In tweaking its chatbot to appeal to more people, OpenAI made it riskier for some of them. Now the company has made its chatbot safer. Will that undermine its quest for growth?
In tweaking its chatbot to appeal to more people, OpenAI made it riskier for some of them. Now the company has made its chatbot safer. Will that undermine its quest for growth?

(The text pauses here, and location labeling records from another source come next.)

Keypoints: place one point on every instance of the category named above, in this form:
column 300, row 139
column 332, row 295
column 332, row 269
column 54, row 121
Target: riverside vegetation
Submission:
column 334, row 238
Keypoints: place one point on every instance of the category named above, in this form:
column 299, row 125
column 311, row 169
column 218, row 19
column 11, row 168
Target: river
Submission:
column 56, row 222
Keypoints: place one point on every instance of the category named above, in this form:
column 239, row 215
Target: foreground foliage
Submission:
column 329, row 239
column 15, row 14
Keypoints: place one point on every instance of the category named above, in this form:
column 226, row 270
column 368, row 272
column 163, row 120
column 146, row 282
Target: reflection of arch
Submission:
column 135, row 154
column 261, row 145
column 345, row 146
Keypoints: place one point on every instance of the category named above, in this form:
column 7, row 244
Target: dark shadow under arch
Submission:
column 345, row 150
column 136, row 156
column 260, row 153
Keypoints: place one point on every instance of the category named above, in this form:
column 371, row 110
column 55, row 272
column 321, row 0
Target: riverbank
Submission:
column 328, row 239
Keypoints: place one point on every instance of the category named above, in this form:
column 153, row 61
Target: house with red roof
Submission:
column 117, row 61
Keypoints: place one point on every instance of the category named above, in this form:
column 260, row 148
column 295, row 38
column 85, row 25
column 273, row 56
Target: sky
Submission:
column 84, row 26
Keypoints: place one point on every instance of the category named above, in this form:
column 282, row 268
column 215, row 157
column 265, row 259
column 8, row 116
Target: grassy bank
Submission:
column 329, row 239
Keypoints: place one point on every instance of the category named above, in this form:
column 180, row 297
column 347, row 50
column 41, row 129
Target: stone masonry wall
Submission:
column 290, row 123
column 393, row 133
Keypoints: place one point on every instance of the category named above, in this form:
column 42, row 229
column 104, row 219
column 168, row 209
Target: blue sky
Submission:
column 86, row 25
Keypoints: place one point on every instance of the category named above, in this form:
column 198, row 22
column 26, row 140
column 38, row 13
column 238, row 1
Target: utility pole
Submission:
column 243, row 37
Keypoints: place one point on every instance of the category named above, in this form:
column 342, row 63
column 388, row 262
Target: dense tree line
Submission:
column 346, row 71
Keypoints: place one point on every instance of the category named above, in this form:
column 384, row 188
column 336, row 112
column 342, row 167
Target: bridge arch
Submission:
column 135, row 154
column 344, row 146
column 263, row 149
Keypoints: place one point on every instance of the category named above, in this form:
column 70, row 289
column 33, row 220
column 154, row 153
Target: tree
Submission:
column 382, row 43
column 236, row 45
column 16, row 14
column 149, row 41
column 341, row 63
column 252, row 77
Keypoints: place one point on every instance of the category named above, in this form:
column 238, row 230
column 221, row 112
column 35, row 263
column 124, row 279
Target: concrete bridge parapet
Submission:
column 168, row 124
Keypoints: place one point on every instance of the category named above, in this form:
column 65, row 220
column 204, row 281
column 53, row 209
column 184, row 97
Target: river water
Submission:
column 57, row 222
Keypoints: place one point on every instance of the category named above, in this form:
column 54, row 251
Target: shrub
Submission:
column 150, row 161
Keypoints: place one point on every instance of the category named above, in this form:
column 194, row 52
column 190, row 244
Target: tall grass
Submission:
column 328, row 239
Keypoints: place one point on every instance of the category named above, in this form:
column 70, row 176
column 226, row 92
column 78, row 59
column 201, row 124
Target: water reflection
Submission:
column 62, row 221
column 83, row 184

This reads like OpenAI’s fanfic on what happened, retconning decisions they didn’t make, things they didn’t (couldn’t!) do, and thought that didn’t occur to them. All indicating that the possibility to be infinitely better is not only possible, but is right there for their taking.
Citation needed.
This reality does not exist: Claude is trying to lick my ass clean every time I ask it a simple question, and while sycophantic language can be toned down, the behavior of coming up with a believable positive answer for whatever the user has, is the foundational core of LLMs.
As soon as they found experts who were willing to say something else than “don’t make a chatbot”. They now have a sycophantically motivated system with an ever growing list of sticky notes on its desk: “if sleep deprivation then alarm”, “if suicide then alarm”, “if ending life then alarm”, “if stop living then alarm”, hoping to have enough to catch the most obvious attempts.
The study was basically rigged: it used 18 known and identified crises chat logs from ChatGPT - meaning the set of stuff OpenAI just had hard coded “plz alarm” for, and thousands of “simulated mental health crises” generated by FUCKING LLMs meaning they only test if ChatGPT can identify mental health problems in texts where it had written its own understanding of what meantal health crisis looked like. For fucks sake of course it did perfectly in guessing its own card.
TLDR; bullshit damage control
The hard coding here is basically fine tuning.
They generate a set of example cases and then paired prompt with good and bad responses. Then they update the model weights until it does well on those cases.
So they only do this with cases they’ve seen, and they can’t really say how well it does with cases they haven’t.
Having this in their fine tune dataset will juice the results, but also hopefully it actually identifies these issues correctly.
The other thing is a lot of the raw data in these systems is generated by cheap workers in third world countries who will not have a good appreciation for mental health.